Just write better code. A good aspiration, but not a reasonable defense strategy. Four of the six experienced engineers I talked to have had to beg their cloud provider for billing forgiveness after some sort of runaway resource loop, because nobody writes perfect code all the time. If there was a programming language that physically melted your motherboard any time your code entered an infinite loop, you wouldn’t just “write better code” - you’d never use that language at all. And yet a broken laptop would be inexpensive compared to the downside risk of creating a hall of mirrors between usage-billed cloud services.
What could help even more?
Realistically, what ends up happening in a lot of these scenarios is that the cloud providers forgive the bills. That is nice of them. But nicer would be:
Near real-time billing
Again, budget alerts are great, but they’re not useful today to catch a sudden bill explosion because all the cloud providers send them on a delay of 24 hours or more. I do appreciate there are all sorts of technical and business hurdles to making billing information available in near real-time, so a nice stopgap would be -
Hard caps on cloud spend
This doesn’t exactly require real-time billing. It would be amazing if any of the cloud providers let you click a button that says “I don’t ever want to exceed my monthly budget in this test account, so please just shut down all my resources if I do.”1 If billing isn’t real-time, the provider might have to eat some cost until they can detect and shut down over-budget resources - which, in turn, seems like a good incentive to make billing more real-time.

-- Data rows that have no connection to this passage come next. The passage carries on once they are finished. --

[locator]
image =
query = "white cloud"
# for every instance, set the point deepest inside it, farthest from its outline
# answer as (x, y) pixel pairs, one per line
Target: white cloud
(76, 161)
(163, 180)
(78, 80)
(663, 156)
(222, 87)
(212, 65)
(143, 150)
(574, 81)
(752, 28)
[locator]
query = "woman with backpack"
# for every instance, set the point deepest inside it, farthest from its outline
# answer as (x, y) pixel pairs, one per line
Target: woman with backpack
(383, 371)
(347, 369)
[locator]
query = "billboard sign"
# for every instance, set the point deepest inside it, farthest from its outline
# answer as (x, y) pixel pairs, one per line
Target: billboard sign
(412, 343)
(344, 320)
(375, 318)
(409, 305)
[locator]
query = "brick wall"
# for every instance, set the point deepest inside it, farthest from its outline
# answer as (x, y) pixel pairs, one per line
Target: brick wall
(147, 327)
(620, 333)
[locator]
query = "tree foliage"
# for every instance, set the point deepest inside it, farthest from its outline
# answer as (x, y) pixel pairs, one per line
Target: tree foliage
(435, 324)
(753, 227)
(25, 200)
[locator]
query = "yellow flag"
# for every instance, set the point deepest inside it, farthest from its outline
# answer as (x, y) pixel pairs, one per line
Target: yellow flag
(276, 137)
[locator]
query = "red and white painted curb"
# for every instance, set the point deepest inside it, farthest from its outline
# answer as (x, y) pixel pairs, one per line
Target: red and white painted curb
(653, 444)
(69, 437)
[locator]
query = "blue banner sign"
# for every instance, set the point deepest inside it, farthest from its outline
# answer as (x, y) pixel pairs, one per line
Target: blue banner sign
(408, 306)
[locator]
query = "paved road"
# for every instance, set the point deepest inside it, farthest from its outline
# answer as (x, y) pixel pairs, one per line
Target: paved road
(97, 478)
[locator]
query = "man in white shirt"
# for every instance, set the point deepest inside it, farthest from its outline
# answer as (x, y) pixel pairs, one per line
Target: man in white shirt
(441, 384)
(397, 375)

Better automated anomaly detection and remediation for recursive workloads
Rubbing some ML on this problem would make everything better, right? Seriously though, there have to be some characteristic burst patterns of serverless workloads undergoing a recursive runaway, not so different from the signals used by all the automated security anomaly detection tools out there. It wouldn’t be perfect, but even catching a subset of runaway functions in development accounts would be a great step forward - as long as the cure wasn’t more expensive than the disease.
More esoterically, I sometimes wonder if it would be feasible to implement a configurable recursive depth limit feature for cloud functions. You can theoretically track and stop recursive invocations by hand using instrumentation tools like Yan Cui’s, but if we’re going to treat the cloud like an OS, we should expect the cloud providers to give us built-in protections on the “call stack” of our resource abstractions, right?
What I do know is this: the Hall of Infinite Functions may not be that terrifying for large corporate cloud customers, but it’s a spooky place for new cloud learners. All the cloud providers need better handrails as we invite the next generation of builders inside.
Microsoft Azure actually does let you set a spending limit for certain free and promotional account types, but once you graduate to a for-real pay-as-you-go plan you don’t have that option anymore.
Google Cloud also lets you cap daily usage of billable APIs; there’s some wiggle room at the top of the cap but the quotas seem to fire in fairly real time. I find this feature interesting, and I’m not sure I totally have my head around it, but I think if you tried to use it to protect against runaway functions it would have mostly the same limitations as relying on concurrency limits.